Automated Microbubble Discrimination in Ultrasound Localization Microscopy by Vision Transformer.
Authors
Abstract
Ultrasound localization microscopy (ULM) has revolutionized microvascular imaging by breaking the acoustic diffraction limit. However, different ULM workflows depend heavily on distinct prior knowledge, such as the impulse response and empirical selection of parameters (e.g., the number of microbubbles (MBs) per frame M), or the consistency of training-test dataset in deep learning (DL)-based studies. We hereby propose a general ULM pipeline that reduces priors. Our approach leverages a DL model that simultaneously distills microbubble signals and reduces speckle from every frame without estimating the impulse response and M. Our method features an efficient channel attention vision transformer (ViT) and a progressive learning strategy, enabling it to learn global information through training on progressively increasing patch sizes.

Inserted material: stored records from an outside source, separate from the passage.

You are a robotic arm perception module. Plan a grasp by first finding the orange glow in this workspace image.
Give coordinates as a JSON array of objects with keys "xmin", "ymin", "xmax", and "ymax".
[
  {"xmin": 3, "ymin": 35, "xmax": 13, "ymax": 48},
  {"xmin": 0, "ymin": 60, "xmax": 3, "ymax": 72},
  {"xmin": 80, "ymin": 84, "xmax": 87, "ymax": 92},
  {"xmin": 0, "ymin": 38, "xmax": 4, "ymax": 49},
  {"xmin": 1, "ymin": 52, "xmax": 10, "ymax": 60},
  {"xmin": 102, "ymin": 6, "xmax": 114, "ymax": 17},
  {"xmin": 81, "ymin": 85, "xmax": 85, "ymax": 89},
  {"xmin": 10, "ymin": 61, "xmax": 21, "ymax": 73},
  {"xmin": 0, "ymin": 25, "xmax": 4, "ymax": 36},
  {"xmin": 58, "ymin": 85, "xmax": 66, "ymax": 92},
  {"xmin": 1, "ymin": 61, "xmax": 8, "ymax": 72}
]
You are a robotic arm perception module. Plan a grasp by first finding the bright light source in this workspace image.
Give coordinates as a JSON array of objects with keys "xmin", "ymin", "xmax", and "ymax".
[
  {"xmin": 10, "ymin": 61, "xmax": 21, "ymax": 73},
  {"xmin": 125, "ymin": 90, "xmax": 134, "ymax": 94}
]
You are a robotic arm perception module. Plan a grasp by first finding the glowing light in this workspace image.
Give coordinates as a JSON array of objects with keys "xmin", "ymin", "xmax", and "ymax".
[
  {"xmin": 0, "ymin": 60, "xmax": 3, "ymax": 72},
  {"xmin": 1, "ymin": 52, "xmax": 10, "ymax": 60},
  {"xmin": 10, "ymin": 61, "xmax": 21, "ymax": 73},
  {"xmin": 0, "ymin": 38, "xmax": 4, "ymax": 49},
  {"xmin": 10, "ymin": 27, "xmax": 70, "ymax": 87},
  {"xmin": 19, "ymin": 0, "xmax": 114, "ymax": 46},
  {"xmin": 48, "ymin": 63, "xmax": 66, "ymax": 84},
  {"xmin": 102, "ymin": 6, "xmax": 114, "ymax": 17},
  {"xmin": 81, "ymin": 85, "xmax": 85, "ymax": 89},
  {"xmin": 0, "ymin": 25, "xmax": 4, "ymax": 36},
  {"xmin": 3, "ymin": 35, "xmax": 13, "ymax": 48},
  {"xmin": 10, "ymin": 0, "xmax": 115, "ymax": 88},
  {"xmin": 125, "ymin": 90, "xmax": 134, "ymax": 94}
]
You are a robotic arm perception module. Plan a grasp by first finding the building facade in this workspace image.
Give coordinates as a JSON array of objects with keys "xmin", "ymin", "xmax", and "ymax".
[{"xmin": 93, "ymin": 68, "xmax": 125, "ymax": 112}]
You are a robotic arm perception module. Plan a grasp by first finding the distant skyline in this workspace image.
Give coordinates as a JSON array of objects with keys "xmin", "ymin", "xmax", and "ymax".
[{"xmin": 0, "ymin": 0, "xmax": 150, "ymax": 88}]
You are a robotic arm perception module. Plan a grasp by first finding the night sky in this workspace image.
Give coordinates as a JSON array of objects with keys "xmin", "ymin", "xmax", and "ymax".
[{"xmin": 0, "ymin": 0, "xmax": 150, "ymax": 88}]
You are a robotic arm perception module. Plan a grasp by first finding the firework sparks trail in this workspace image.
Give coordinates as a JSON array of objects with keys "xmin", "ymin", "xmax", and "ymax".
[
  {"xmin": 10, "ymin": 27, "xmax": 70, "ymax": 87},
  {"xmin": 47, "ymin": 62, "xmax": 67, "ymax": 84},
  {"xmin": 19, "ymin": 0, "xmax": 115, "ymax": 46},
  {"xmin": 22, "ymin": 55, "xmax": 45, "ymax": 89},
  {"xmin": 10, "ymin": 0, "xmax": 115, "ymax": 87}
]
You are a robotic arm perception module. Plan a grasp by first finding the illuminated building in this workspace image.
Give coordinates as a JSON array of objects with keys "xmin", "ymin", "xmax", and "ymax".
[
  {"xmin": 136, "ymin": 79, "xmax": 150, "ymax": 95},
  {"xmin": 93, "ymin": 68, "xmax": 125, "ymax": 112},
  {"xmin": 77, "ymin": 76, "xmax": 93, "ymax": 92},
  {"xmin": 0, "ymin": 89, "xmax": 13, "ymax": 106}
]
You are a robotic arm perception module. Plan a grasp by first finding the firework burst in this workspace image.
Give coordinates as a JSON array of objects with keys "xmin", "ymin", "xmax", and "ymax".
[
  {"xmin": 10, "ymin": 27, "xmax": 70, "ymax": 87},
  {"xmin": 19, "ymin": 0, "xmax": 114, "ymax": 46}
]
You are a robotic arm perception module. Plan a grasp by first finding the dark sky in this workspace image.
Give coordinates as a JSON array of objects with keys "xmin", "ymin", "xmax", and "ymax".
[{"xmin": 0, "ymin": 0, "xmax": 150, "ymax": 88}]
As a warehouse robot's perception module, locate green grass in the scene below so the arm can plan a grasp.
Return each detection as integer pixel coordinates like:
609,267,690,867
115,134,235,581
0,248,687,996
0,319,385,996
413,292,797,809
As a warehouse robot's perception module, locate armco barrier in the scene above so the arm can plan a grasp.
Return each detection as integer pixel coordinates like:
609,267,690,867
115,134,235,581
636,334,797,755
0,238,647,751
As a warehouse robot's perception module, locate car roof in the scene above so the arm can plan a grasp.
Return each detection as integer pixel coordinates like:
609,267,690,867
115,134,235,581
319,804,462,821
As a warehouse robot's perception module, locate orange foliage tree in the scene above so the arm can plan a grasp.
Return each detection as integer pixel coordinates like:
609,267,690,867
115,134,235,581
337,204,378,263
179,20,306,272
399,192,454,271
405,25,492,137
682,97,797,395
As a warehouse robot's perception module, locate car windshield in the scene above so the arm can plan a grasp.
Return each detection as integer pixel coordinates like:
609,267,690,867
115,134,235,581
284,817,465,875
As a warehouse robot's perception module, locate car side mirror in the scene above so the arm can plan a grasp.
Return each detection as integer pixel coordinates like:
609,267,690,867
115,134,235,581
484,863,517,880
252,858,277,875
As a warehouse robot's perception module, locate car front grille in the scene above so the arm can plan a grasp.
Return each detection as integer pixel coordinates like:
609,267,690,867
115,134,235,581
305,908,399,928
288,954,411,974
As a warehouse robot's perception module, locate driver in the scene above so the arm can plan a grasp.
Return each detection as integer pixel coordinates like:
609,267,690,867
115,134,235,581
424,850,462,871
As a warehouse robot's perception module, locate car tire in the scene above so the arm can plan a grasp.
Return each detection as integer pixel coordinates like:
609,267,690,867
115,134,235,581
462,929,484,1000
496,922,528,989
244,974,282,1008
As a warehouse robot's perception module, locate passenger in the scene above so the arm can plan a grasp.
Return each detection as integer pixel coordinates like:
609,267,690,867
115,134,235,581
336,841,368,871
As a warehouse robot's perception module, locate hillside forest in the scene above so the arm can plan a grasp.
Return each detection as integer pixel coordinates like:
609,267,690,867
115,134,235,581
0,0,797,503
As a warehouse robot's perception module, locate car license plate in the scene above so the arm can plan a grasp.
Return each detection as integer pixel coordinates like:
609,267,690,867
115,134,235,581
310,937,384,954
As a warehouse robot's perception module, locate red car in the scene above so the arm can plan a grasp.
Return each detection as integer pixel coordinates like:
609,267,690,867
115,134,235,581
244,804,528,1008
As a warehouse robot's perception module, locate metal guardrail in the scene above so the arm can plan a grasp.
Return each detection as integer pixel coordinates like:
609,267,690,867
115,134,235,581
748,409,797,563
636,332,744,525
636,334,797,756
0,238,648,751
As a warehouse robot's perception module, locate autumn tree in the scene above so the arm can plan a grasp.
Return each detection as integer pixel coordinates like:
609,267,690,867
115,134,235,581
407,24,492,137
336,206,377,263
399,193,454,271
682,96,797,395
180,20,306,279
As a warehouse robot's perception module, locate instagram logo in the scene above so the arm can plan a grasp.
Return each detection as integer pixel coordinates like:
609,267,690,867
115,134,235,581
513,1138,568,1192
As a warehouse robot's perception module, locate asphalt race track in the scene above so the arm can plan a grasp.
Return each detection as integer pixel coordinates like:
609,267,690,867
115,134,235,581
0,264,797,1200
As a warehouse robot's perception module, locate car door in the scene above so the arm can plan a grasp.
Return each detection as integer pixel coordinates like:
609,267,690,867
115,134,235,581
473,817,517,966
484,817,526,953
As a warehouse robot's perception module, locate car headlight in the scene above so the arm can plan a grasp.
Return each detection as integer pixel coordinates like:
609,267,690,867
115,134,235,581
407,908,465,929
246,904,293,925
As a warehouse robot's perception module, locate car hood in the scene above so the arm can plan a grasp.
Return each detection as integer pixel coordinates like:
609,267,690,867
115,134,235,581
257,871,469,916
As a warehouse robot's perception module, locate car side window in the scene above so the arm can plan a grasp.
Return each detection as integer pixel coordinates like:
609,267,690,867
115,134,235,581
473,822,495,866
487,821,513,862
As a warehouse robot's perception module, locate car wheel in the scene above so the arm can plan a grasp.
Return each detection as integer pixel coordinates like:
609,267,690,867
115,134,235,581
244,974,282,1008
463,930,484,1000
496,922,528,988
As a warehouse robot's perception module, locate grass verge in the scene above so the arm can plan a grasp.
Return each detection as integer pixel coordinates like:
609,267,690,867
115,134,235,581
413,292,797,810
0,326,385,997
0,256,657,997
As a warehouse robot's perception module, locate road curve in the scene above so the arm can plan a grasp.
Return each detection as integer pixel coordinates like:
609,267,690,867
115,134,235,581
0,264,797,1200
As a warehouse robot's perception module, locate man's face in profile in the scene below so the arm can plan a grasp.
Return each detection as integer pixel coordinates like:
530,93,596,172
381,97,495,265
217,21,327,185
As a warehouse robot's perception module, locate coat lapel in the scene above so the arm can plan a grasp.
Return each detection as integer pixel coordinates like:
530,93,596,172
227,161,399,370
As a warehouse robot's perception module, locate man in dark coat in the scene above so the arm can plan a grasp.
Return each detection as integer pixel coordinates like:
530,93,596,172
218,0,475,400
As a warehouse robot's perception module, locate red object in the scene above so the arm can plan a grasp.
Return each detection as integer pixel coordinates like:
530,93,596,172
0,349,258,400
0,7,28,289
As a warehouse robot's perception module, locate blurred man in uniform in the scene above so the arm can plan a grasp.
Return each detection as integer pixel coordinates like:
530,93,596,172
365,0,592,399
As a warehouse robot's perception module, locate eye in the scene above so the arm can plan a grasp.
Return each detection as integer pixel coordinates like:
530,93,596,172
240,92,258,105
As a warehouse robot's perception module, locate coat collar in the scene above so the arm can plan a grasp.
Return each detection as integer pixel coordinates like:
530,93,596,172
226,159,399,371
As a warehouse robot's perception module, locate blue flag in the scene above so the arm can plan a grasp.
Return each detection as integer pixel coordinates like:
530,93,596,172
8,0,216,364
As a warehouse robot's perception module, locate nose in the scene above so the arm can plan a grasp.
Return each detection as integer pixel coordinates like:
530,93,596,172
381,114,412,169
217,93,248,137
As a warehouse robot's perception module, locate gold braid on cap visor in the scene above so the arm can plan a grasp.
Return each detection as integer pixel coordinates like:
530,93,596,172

Ample synthetic data were generated using the k-Wave toolbox to simulate various MB patterns, thus overcoming the deficiency of labeled data. The ViT output was further processed by a standard radial symmetry method for sub-pixel localization. Our method performed well on model-unseen public datasets: one in silico dataset with ground truth and four in vivo datasets of mouse tumor, rat brain, rat brain bolus, and rat kidney. Our pipeline outperformed conventional ULM, achieving higher positive predictive values (precision in DL, 0.88-0.41 vs. 0.83-0.16) and improved accuracy (root-mean-square errors: 0.25-0.14 λ vs. 0.31-0.13 λ) across a range of signal-to-noise ratios from 60 dB to 10 dB. Our model could detect more vessels in diverse in vivo datasets while achieving comparable resolutions to the standard method. The proposed ViT-based model, seamlessly integrated with state-of-the-art downstream ULM steps, improved the overall ULM performance with no priors.